Q. ‘It seems so callous.’

Don’t be nasty about it. Decline their invitations with a simple shrug and a ‘Not interested, but thank you’. After a while they’ll stop asking.
‘It still seems callous.’

It’s your choice: you can look after them, or you can look after yourself.
‘Isn’t it better to keep forgiving their little sins?’

Is it good for you to have that person in your life? Each ‘little sin’ you forgive will still wear at your self-worth.
I sacrificed the possibility of having many entertaining nights enjoying the company of that very funny man. But I knew he didn’t want me to flourish, and I knew I did.



Q. ‘What about stressed people? Should we avoid them too?’

If you tend to become stressed in a stressed person’s company – and most of us do – then yes. Avoid the company of any person who will feed your soul crap.
‘But you stuck with your sister, Jane. She was chronically depressed and her despair would have brought you down.
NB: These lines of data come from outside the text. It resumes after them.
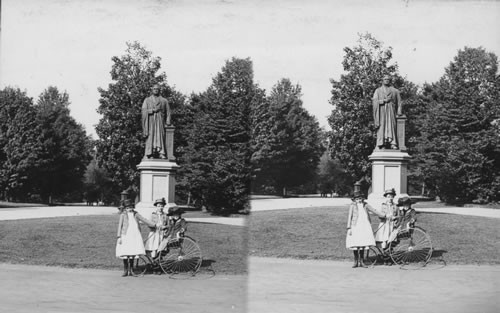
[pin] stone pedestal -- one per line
(157, 181)
(389, 170)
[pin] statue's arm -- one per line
(167, 113)
(376, 112)
(145, 113)
(400, 103)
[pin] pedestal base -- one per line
(389, 170)
(157, 181)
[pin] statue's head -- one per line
(386, 80)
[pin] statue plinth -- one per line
(157, 181)
(389, 170)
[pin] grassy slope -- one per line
(89, 242)
(319, 233)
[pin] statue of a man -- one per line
(386, 104)
(155, 117)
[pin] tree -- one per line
(287, 141)
(120, 146)
(98, 186)
(332, 178)
(458, 150)
(217, 155)
(352, 138)
(20, 144)
(65, 149)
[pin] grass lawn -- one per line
(89, 242)
(319, 233)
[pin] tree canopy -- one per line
(120, 146)
(458, 150)
(44, 150)
(287, 141)
(217, 155)
(352, 138)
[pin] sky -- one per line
(69, 43)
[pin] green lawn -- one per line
(89, 242)
(319, 233)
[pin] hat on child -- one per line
(404, 201)
(390, 192)
(175, 210)
(162, 201)
(357, 194)
(128, 203)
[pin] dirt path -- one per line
(293, 286)
(50, 289)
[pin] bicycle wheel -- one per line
(373, 256)
(411, 246)
(141, 265)
(182, 256)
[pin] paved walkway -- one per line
(56, 211)
(312, 202)
(305, 286)
(28, 289)
(308, 286)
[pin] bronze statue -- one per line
(386, 104)
(155, 118)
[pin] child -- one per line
(129, 244)
(386, 225)
(177, 225)
(406, 216)
(160, 219)
(359, 230)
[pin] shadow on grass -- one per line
(438, 254)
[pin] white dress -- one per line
(131, 241)
(361, 233)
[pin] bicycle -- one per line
(180, 255)
(410, 245)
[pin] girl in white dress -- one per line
(359, 231)
(129, 244)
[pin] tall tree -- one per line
(218, 153)
(286, 140)
(20, 144)
(458, 151)
(352, 138)
(65, 147)
(120, 146)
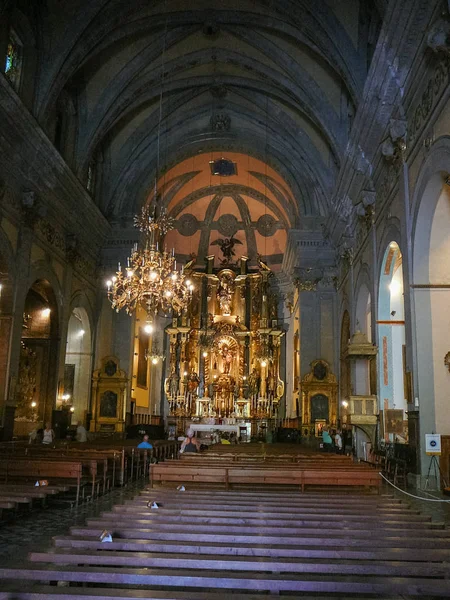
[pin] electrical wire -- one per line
(413, 495)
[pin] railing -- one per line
(146, 419)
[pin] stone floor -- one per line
(34, 531)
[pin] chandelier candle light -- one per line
(151, 279)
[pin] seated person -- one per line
(327, 440)
(145, 443)
(81, 432)
(190, 444)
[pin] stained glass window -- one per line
(13, 59)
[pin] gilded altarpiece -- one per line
(225, 351)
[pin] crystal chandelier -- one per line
(154, 356)
(151, 279)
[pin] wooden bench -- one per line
(55, 471)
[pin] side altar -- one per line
(225, 348)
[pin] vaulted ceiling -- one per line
(128, 90)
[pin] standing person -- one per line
(338, 442)
(48, 435)
(190, 444)
(145, 443)
(327, 440)
(81, 435)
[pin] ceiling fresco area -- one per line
(254, 206)
(149, 91)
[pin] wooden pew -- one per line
(230, 473)
(26, 469)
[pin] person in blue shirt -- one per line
(327, 440)
(145, 443)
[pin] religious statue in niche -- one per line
(227, 358)
(226, 245)
(193, 382)
(110, 368)
(254, 383)
(108, 404)
(173, 384)
(225, 294)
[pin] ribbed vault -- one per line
(138, 87)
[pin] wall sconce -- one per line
(447, 361)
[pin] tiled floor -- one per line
(34, 531)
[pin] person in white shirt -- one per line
(81, 432)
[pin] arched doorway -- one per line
(6, 310)
(364, 371)
(431, 288)
(391, 335)
(77, 366)
(345, 383)
(37, 382)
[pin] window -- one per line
(90, 184)
(13, 64)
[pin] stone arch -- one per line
(391, 335)
(430, 288)
(363, 304)
(345, 384)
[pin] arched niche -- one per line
(345, 375)
(36, 385)
(6, 309)
(364, 371)
(391, 336)
(75, 394)
(364, 311)
(431, 290)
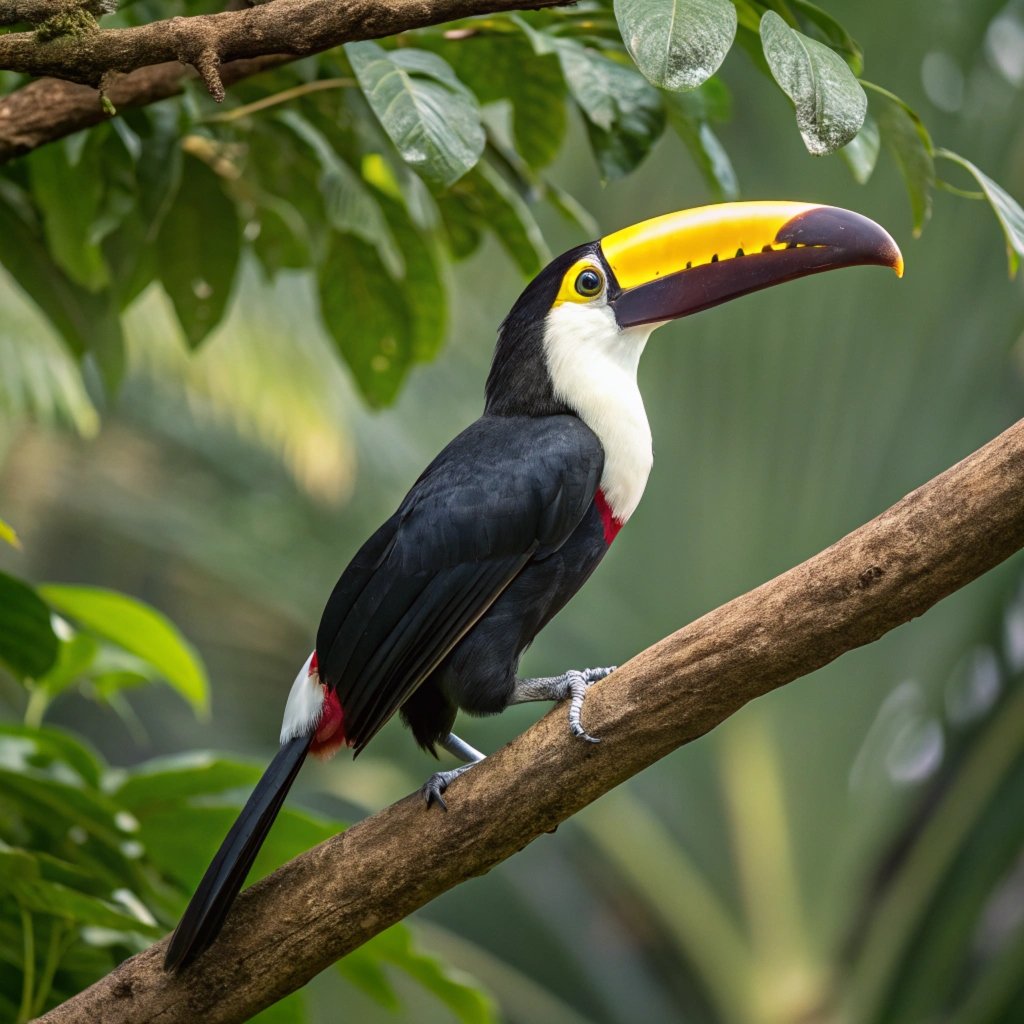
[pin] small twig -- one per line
(286, 95)
(207, 64)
She would have fed your soul heaps of crap.’
At no time did Jane ever not want me to flourish. Not once, through all her tears and despair, did she aim to undermine me. Not once did I feel humiliation in her company.

Yes, I suffered stress from being concerned about her, but I didn’t catch that stress from her. I didn’t catch her despair. The stress was my creation, from caring about her. Despite the suffering we both underwent (hers a magnitude greater), she was always a beautiful person and a privilege to know. She richly fed my soul.